In 2025, Venice put a price on its most infamous address: twenty million euros for a freshly renovated nine-bedroom palace that no one seems willing to inhabit. Palazzo Dario, wedged between the Palazzo Barbaro Wolkoff and the narrow Rio delle Torreselle on the Grand Canal, has been called Venice's cursed palace after at least seven of its owners and guests died violently or under mysterious circumstances. The building itself seems indifferent to its reputation, presenting the same marble-encrusted facade to the water that captivated John Ruskin in the 19th century and Claude Monet in 1908.
The palazzo was remodeled after 1486 by a follower of Pietro Lombardo for Giovanni Dario, Secretary to the Venetian Senate, diplomat, and merchant. Dario was a patrician who had served the Republic in delicate negotiations, and his palace reflected that stature. The building began in the Venetian Gothic style before receiving its Renaissance renovation -- a transition visible in the architecture itself, where Gothic marble-encrusted oculi sit within a facade reorganized along Renaissance lines. When Dario died in 1494, the palazzo passed to his daughter Marietta, who had married Vincenzo Barbaro, son of Giacomo Barbaro and owner of the neighboring Palazzo Barbaro Wolkoff. By 1522, Marietta's sons held possession. Before that, the Venetian Senate occasionally rented the palace as a residence for Turkish diplomats -- a reminder that in the 15th century, even private homes served the Republic's foreign policy.
Walk around to the land side and Palazzo Dario opens onto a small, tree-shaded square called the Campiello Barbaro, named for the patrician family that once dominated this corner of the Dorsoduro. The rear facade displays Gothic arches of the fifth order, a quieter counterpart to the canal-facing showpiece. At the end of the 19th century, the Countess de la Baume-Pluvinel, a French aristocrat who wrote under the pen name Laurent Evrard, undertook a major renovation. She added the staircase, external chimneys, majolica stoves, and fine carvings in the dining room on the second piano nobile -- work vaguely reminiscent of the Scuola di San Rocco. She also stabilized and replaced marble on the deteriorating facade. The Countess surrounded herself with French and Venetian writers. One of them, the poet Henri de Regnier, lived and wrote in the palazzo from 1899 to 1901. An inscription on the garden wall commemorates his stay in Italian: he lived and wrote here 'venezianamente' -- in the Venetian way.
In 1908, Claude Monet created his impressionist depictions of Palazzo Dario, producing canvases now held at the Art Institute of Chicago and the National Museum of Art of Wales. The paintings capture the way the building leans slightly, its reflection broken by the canal's movement -- a quality that makes the palazzo appear alive, shifting with each passing boat. In the early 1970s, Kit Lambert, producer and manager of The Who, owned the palazzo. His tenure added another chapter to the building's dark reputation. The pattern of misfortune among its residents has earned Palazzo Dario a place in Venetian folklore, though whether one believes in curses may depend on how one weighs coincidence against five centuries of evidence. By 2025, the palace stood empty, freshly renovated, seeking a buyer willing to test the legend.
What makes Palazzo Dario architecturally significant is its position at the hinge point between two eras. The corner treatments resemble those found at the Palazzo Priuli a San Severo, while the overall composition belongs to a new vocabulary that was just arriving in Venice. Ruskin was particularly taken with the Gothic oculi -- circular windows encrusted with colored marble -- that punctuate the facade.
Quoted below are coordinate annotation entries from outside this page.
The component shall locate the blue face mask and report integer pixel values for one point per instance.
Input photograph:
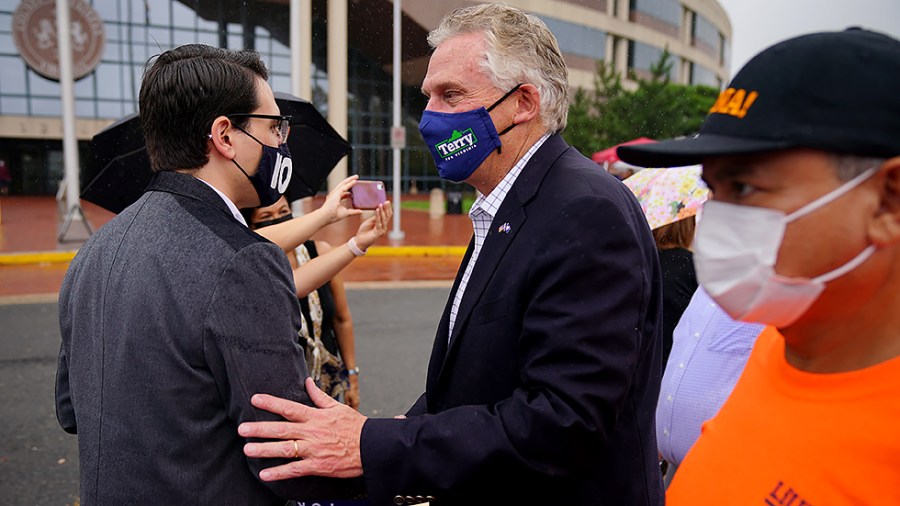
(461, 141)
(274, 172)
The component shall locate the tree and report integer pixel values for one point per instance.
(610, 114)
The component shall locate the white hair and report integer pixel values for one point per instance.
(519, 49)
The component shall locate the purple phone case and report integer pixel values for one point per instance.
(368, 194)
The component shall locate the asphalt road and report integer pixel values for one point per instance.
(39, 462)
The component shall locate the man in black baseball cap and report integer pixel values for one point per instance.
(802, 154)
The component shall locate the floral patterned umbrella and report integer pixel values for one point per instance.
(668, 195)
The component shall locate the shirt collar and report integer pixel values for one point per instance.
(490, 203)
(234, 210)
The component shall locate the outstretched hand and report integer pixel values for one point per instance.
(326, 437)
(334, 202)
(374, 227)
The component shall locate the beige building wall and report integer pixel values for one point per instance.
(618, 28)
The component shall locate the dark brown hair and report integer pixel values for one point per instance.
(679, 234)
(184, 90)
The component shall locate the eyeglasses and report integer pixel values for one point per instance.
(281, 124)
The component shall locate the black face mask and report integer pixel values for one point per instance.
(274, 221)
(274, 172)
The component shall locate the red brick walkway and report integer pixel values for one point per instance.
(31, 224)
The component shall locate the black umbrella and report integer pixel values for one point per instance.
(119, 169)
(315, 146)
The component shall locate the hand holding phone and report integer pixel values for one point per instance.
(368, 194)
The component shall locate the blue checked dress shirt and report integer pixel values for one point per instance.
(709, 352)
(482, 214)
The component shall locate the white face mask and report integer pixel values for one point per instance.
(735, 255)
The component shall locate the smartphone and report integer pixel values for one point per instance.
(368, 194)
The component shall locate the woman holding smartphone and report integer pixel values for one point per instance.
(327, 331)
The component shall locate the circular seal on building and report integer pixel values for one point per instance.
(34, 31)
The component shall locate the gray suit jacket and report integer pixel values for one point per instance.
(172, 316)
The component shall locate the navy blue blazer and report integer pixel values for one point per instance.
(172, 316)
(547, 391)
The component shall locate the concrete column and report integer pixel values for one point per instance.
(609, 54)
(337, 79)
(301, 48)
(622, 57)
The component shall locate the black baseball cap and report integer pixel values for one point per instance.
(833, 91)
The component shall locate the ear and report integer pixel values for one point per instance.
(884, 229)
(220, 135)
(528, 104)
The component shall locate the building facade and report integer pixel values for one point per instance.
(630, 34)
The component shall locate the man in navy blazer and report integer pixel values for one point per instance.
(545, 371)
(174, 312)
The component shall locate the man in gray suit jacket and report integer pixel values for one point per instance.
(174, 312)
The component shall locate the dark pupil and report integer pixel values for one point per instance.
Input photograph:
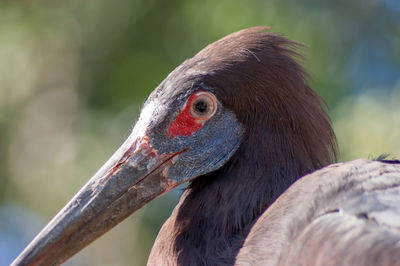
(201, 106)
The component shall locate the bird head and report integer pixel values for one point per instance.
(244, 85)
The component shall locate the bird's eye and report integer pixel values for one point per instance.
(204, 105)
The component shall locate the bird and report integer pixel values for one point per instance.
(240, 124)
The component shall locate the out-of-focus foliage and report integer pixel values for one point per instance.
(73, 75)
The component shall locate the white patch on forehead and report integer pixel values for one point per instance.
(144, 120)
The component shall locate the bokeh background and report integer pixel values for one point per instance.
(73, 76)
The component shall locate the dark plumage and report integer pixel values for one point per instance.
(239, 122)
(258, 78)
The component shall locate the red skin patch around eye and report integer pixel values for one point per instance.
(185, 124)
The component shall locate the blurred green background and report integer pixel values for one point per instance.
(73, 76)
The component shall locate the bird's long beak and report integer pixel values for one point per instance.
(133, 176)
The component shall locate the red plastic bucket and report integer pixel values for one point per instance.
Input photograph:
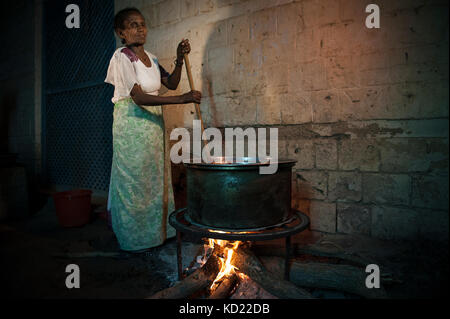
(73, 208)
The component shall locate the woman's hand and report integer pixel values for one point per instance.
(192, 97)
(183, 48)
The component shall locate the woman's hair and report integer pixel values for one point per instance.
(121, 16)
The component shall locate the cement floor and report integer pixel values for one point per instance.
(29, 268)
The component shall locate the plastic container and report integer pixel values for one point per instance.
(73, 208)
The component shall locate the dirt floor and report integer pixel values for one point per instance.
(32, 266)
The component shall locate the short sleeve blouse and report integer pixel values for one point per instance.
(126, 69)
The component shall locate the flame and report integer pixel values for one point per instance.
(226, 268)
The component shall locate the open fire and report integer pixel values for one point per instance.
(226, 269)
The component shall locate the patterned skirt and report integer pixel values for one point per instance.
(137, 177)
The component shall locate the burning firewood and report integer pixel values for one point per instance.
(198, 280)
(249, 264)
(225, 287)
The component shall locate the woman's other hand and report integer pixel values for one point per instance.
(192, 97)
(183, 48)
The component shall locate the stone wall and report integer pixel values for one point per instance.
(20, 118)
(363, 111)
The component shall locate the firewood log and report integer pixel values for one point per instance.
(225, 287)
(198, 280)
(248, 263)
They are remnants of an older aesthetic persisting within a newer framework, which is perhaps the most Venetian quality a building can possess. From the Grand Canal, the palazzo reads as a compact, jewel-like structure, its polychrome marbles catching light in ways that shift from hour to hour. It is smaller and more intimate than many of its neighbors, which only makes its troubled history feel more concentrated, more personal.
Located at 45.431N, 12.332E on the Grand Canal in Venice's Dorsoduro district, near the Peggy Guggenheim Collection. The palazzo's distinctive leaning facade with polychrome marble is identifiable from low altitude. Nearest airport: Venice Marco Polo (LIPZ), 8 km north. Venice Lido (LIPV) is closer to the southeast. Approach from the south over Giudecca for the best canal views.